The problem here isn't just accuracy. It's that Oren's assertions are uncomfortably close to polemicist Dinesh D'Souza's claim that Obama's worldview is product of his Kenyan father's supposedly anti-American, "anticolonial" mindset. These sorts of psychoanalyses aren't just impossible to prove, though they are: they're also insidious.

These arguments position Obama as some kind of foreign other, who can't possibly be understood in the same way you'd understand any other American president. America's first black president just isn't "American;" he's an alien, and his policies are a radical break with the US' past.

The Atlantic's Jeffrey Goldberg confronted Oren, in an in-depth interview, on this very point. Oren admitted that he "should stay away from the psychoanalysis," and complained about only having "700 words to make a subtle argument." But, strangely, he went on to defend and reiterate that very argument:

I was trying to figure out what are the origins of his feelings toward Islam. He has deep feelings about Islam, obviously. [He] talks about them—I'm not making them up—and he has a high regard for Islam. And I wanted to know where it came from. If George Bush all of a sudden came out and expressed very strong feelings about Islam, you'd want to know where they're coming from.
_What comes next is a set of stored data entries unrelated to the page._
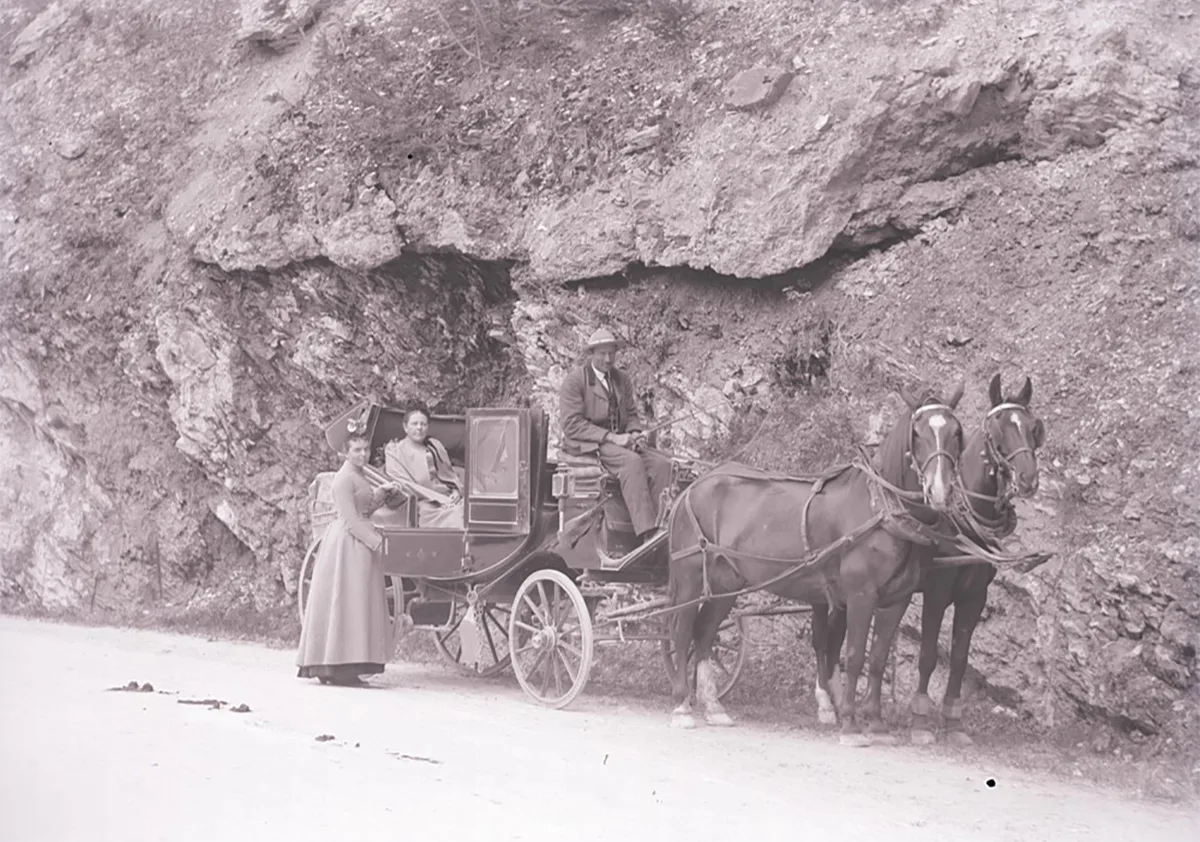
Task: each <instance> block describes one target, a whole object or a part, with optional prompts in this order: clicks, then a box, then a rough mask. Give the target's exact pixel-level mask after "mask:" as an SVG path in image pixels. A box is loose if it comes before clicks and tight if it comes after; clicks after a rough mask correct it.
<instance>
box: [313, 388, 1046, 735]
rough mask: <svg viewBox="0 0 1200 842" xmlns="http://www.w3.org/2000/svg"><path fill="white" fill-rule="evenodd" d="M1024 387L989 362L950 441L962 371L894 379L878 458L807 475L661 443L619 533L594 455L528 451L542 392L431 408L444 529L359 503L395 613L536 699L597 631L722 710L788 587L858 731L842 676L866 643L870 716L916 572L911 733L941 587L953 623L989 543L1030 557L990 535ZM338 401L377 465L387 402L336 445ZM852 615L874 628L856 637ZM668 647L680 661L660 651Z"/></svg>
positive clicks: (858, 672)
mask: <svg viewBox="0 0 1200 842" xmlns="http://www.w3.org/2000/svg"><path fill="white" fill-rule="evenodd" d="M901 391H902V390H901ZM1031 393H1032V387H1031V384H1030V381H1028V379H1026V381H1025V386H1024V387H1022V390H1021V391H1020V393H1019V395H1016V396H1012V397H1009V398H1002V396H1001V392H1000V377H998V375H996V377H995V378H994V379H992V381H991V385H990V387H989V398H990V402H991V408H990V409H989V410H988V413H986V414H985V417H984V420H983V423H982V426H980V427H978V428H977V431H976V433H974V434H973V435H972V437H971V438H970V439H968V440H967V441H966V445H964V437H962V433H961V428H960V426H959V422H958V420H956V419H955V417H954V415H953V409H954V405H955V404H956V403H958V401H959V398H960V397H961V395H962V387H961V385H960V386H959V389H958V390H956V391H955V392H954V395H953V397H952V398H950V399H949V401H947V402H941V401H940V399H937V398H936V397H935V396H932V395H925V397H923V398H916V397H913V396H912V395H908V393H905V392H904V391H902V395H904V397H905V401H906V403H907V404H908V408H910V413H908V414H907V415H906V416H902V417H901V419H900V420H899V421H898V423H896V425H895V427H894V428H893V429H892V432H890V433H889V434H888V437H887V439H886V440H884V443H883V444H882V445H881V449H880V453H878V455H877V456H876V459H875V461H871V459H866V458H859V459H856V461H854V462H853V464H847V465H839V467H835V468H832V469H829V470H827V471H826V473H824V474H821V475H818V476H811V477H796V476H781V475H776V474H768V473H764V471H758V470H756V469H752V468H749V467H746V465H740V467H739V465H737V464H734V463H727V464H726V465H722V467H719V468H716V469H715V470H710V471H706V473H704V474H703V476H701V475H700V473H698V471H697V464H695V463H692V462H690V461H686V459H678V458H673V459H672V482H671V485H670V486H668V488H667V489H666V491H665V492H664V494H665V497H666V498H671V499H666V500H664V501H662V505H661V506H660V511H661V512H662V513H664V517H662V522H664V523H666V525H667V529H666V530H664V531H660V533H659V534H658V535H656V536H655V537H653V539H652V540H649V541H647V542H646V543H644V545H638V543H637V539H636V536H635V531H634V528H632V524H631V523H630V518H629V512H628V510H626V509H625V505H624V503H623V501H622V499H620V492H619V485H618V482H617V480H616V477H613V476H611V475H610V474H607V471H605V470H604V468H602V467H601V465H600V463H599V461H598V459H596V458H595V457H590V456H586V457H580V456H568V455H564V456H562V457H560V458H559V461H557V462H552V461H550V459H548V458H547V440H548V431H547V420H546V414H545V413H542V411H541V410H536V409H472V410H469V411H468V413H467V415H466V416H433V417H431V419H430V425H428V427H430V429H428V433H430V435H432V437H433V438H437V439H438V440H440V441H442V443H443V445H445V447H446V451H448V453H449V456H450V459H451V462H452V463H454V464H455V467H456V468H457V469H461V470H462V471H463V475H464V482H463V505H464V517H463V528H462V529H445V528H436V529H434V528H424V527H420V525H418V517H416V500H415V498H410V497H409V498H404V499H403V500H401V501H400V503H398V505H392V506H391V507H389V509H385V510H382V511H380V512H378V513H377V515H376V516H373V518H372V519H373V521H374V522H376V524H377V527H378V528H379V531H380V533H382V534H383V546H382V554H383V567H384V571H385V575H386V583H388V584H386V588H388V599H389V608H390V612H391V615H392V621H394V627H395V630H397V631H398V630H402V629H403V627H404V626H409V625H410V626H412V627H414V629H420V630H425V631H430V632H432V633H433V634H434V640H436V643H437V648H438V650H439V651H440V652H442V654H443V655H444V656H445V657H446V658H448V660H449V661H451V662H452V663H455V664H457V666H458V667H461V668H462V669H464V670H468V672H472V673H476V674H481V675H490V674H496V673H498V672H500V670H503V669H504V668H506V667H508V666H510V664H511V666H512V668H514V672H515V673H516V676H517V680H518V681H520V684H521V686H522V687H523V688H524V691H526V693H527V694H528V696H530V697H532V698H534V699H536V700H538V702H540V703H542V704H547V705H552V706H556V708H562V706H565V705H568V704H570V703H571V700H574V699H575V698H576V697H577V696H578V693H580V692H581V691H582V690H583V687H584V686H586V684H587V680H588V675H589V673H590V669H592V661H593V654H594V645H595V644H596V643H602V642H613V640H622V642H625V640H652V642H659V644H660V646H661V651H662V655H664V663H665V668H666V673H667V676H668V679H670V680H671V682H672V692H673V696H674V697H676V700H677V702H678V703H679V704H678V706H677V709H676V716H674V718H673V721H676V722H678V723H682V724H683V723H691V722H692V720H691V714H690V710H691V708H690V702H689V687H695V688H696V691H697V700H700V702H701V703H702V706H703V708H704V709H706V717H707V720H708V721H709V722H710V723H728V721H730V717H728V716H726V715H725V712H724V710H722V709H721V706H720V704H719V699H720V698H721V697H724V696H725V694H726V693H727V692H728V691H730V690H731V688H732V687H733V685H734V682H736V681H737V679H738V675H739V673H740V670H742V667H743V664H744V662H745V656H746V643H748V633H746V631H748V629H746V618H748V617H751V615H767V614H778V613H794V612H798V611H806V608H802V607H798V606H796V605H794V603H803V605H805V606H811V607H812V608H814V609H817V611H815V613H814V620H812V631H814V634H812V644H814V652H815V656H816V661H817V674H818V680H817V688H816V694H817V700H818V705H820V706H821V718H822V721H830V720H828V718H827V716H826V714H830V715H832V714H833V712H834V711H833V710H832V709H830V708H829V693H830V682H829V679H830V675H832V670H833V667H834V666H835V663H836V661H838V654H839V652H840V651H841V645H842V637H844V636H846V634H847V627H848V634H850V638H848V639H847V651H848V652H850V654H848V656H847V658H846V664H847V669H846V679H847V682H846V692H845V693H844V694H842V699H841V700H842V703H844V704H845V706H846V716H845V717H842V727H844V729H848V732H847V733H844V738H847V739H848V741H854V740H857V739H858V738H859V736H860V735H858V734H856V733H851V732H854V730H856V729H857V727H858V726H857V723H856V722H854V718H856V715H854V709H856V702H854V698H856V696H854V692H856V684H857V681H858V676H859V673H860V670H862V668H863V666H864V656H865V654H866V650H868V648H870V650H871V651H870V680H869V687H868V697H869V699H868V705H866V710H868V715H869V716H870V717H874V718H875V720H876V722H875V724H880V722H878V716H880V714H878V706H880V685H881V681H882V675H883V666H884V661H886V658H887V652H888V651H889V650H890V646H892V644H893V642H894V639H895V632H896V630H898V629H899V624H900V619H901V617H902V613H904V609H905V608H906V606H907V605H908V599H910V597H911V596H912V594H913V593H914V591H917V590H918V589H923V590H924V593H926V596H929V595H930V593H935V594H936V595H935V596H934V597H932V599H926V600H925V602H924V611H925V614H926V618H925V623H924V624H923V625H924V629H925V631H928V632H930V633H929V634H923V640H922V646H923V656H922V680H920V686H919V693H918V699H917V702H918V703H919V704H914V734H917V732H918V726H920V727H922V728H924V727H925V724H924V723H925V721H926V718H928V716H926V712H928V702H929V699H928V698H926V697H925V696H924V693H925V688H926V685H928V678H929V673H930V672H931V669H932V663H934V662H936V646H937V630H938V629H940V627H941V617H942V612H944V609H946V606H947V605H949V603H950V601H953V602H954V603H955V605H958V606H960V608H961V607H964V606H966V607H967V608H968V609H970V611H968V612H967V613H970V614H971V615H972V617H973V618H974V620H972V621H971V623H972V624H973V623H974V621H977V620H978V611H976V609H982V605H983V600H984V599H985V597H986V587H988V583H989V582H990V581H991V573H989V572H988V571H994V570H995V566H996V565H1004V564H1015V565H1018V566H1019V567H1020V569H1026V570H1028V569H1032V567H1033V566H1037V565H1038V564H1042V563H1044V561H1045V560H1046V559H1048V558H1049V554H1045V553H1030V554H1025V555H1009V554H1007V553H1003V552H1001V551H1000V548H998V543H996V541H995V539H996V537H998V536H1002V535H1007V534H1008V533H1009V531H1010V530H1012V517H1010V516H1012V506H1010V498H1012V497H1013V494H1022V495H1027V494H1031V493H1033V492H1034V491H1036V489H1037V461H1036V457H1034V451H1036V450H1037V447H1039V446H1040V444H1042V439H1043V437H1044V431H1043V428H1042V422H1040V421H1039V420H1037V417H1036V416H1034V415H1033V414H1032V411H1031V410H1030V409H1028V402H1030V396H1031ZM352 417H353V419H362V420H365V428H366V433H367V437H368V439H370V444H371V453H372V458H371V463H372V464H373V465H378V464H382V463H383V462H384V458H383V450H384V447H385V445H386V444H388V443H389V441H391V440H392V439H396V438H401V437H402V435H403V414H402V413H401V411H400V410H396V409H390V408H386V407H380V405H374V404H370V403H360V404H358V405H355V407H353V408H352V409H350V410H348V411H347V413H346V414H343V415H342V416H341V417H338V419H336V420H335V421H334V422H332V423H331V425H330V427H329V428H328V429H326V440H328V441H329V444H330V446H332V447H334V450H336V451H340V452H341V451H343V450H344V446H346V438H347V421H348V420H349V419H352ZM356 426H358V425H356ZM960 456H961V457H962V459H961V462H960ZM874 462H877V463H878V467H880V470H876V468H875V467H872V463H874ZM366 474H367V479H368V480H370V481H371V482H372V483H374V485H382V483H384V482H386V481H389V480H390V479H392V477H389V476H388V475H386V474H385V473H384V471H382V470H380V469H379V468H378V467H368V468H367V470H366ZM328 476H330V475H323V476H322V477H318V479H317V481H314V482H313V485H312V487H311V500H312V513H313V543H312V547H311V548H310V551H308V554H307V557H306V559H305V564H304V569H302V572H301V583H300V594H299V597H300V611H301V617H302V614H304V605H305V599H306V596H307V582H308V579H310V578H311V575H312V565H313V563H314V559H316V557H317V547H318V545H319V541H320V535H322V531H323V528H324V523H323V521H325V522H328V517H329V509H330V505H329V503H328V497H325V495H324V494H323V487H324V483H323V479H325V480H328ZM1014 479H1015V482H1016V485H1015V486H1010V485H1009V482H1010V481H1013V480H1014ZM930 518H932V519H930ZM931 524H936V527H935V525H931ZM960 569H962V570H965V571H968V572H970V571H983V573H984V575H983V576H979V577H976V578H977V579H978V581H973V582H970V583H968V582H966V581H959V579H958V578H956V577H958V573H956V572H955V571H958V570H960ZM751 594H758V595H760V596H764V595H767V594H773V595H774V596H776V597H780V599H781V600H784V601H785V602H787V603H790V605H787V606H786V607H773V606H767V607H763V606H761V605H760V606H751V607H749V608H746V609H743V611H742V612H740V613H739V612H732V613H731V609H732V608H733V606H734V603H736V602H737V600H738V599H739V597H742V596H746V595H751ZM829 608H833V609H834V614H835V615H838V617H841V618H842V619H841V620H840V621H839V623H840V625H838V624H835V623H834V621H833V620H829V619H828V614H827V609H829ZM872 621H874V626H872ZM847 624H848V626H847ZM955 624H956V627H958V625H959V619H958V614H956V619H955ZM964 627H965V626H964ZM869 629H874V632H875V638H874V640H872V643H871V644H870V646H868V630H869ZM971 629H972V630H973V625H972V626H971ZM851 638H852V639H851ZM968 643H970V634H967V633H962V634H959V633H958V631H956V632H955V644H954V651H953V652H952V675H950V681H949V682H948V685H947V697H946V709H947V711H948V712H947V714H946V720H947V722H948V724H947V728H949V727H950V726H949V723H950V722H956V721H959V720H960V716H961V705H960V703H959V699H958V693H959V685H960V682H961V678H962V672H964V669H965V667H966V646H967V645H968ZM684 649H686V650H688V658H686V668H685V664H684V663H683V661H684V658H680V657H679V656H678V654H677V652H679V651H683V650H684ZM926 651H928V652H930V654H931V655H932V658H930V657H926V656H925V654H924V652H926ZM839 714H840V711H839Z"/></svg>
I think these were legitimate questions for an ambassador to ask and to inquire about, and think about.

This, if anything, makes matters worse. Oren's claim isn't just that he's divined the hidden motivations behind Obama's policy — it's that he used this divination to steer the US-Israel relationship during his job as ambassador to the US. Inasmuch as Oren's view of Obama mattered in Jerusalem, the Israeli government was getting assessments filtered through the lens of a pretty out-there psychological theory.

That's definitely not the primary reason US-Israel relations have gotten so bad under Obama and Prime Minister Benjamin Netanyahu (this is). For one thing, Ha'aretz's Barak Ravid thinks Oren wasn't all that influential in the Netanyahu administration.

But it does speak to a certain disconnect between the way the US and Israel see American policy. In the Goldberg interview, Oren says that the reason he reached for psychology is that Obama's Middle East policy is "completely revolutionary" compared to other presidents. As Goldberg points out there is little real basis for this, and Obama's policies toward Israel are largely in line with those previous presidents. But the idea that they represent a major break with the past is common in the Israeli government.

That gets at what may be the more important issue here. Oren's psychological spelunking is silly and borderline offensive, but it's born out of a real problem: an Israeli inability to understand why President Obama does what he does. And that speaks to just how bad US-Israeli relations have gotten in the last several years.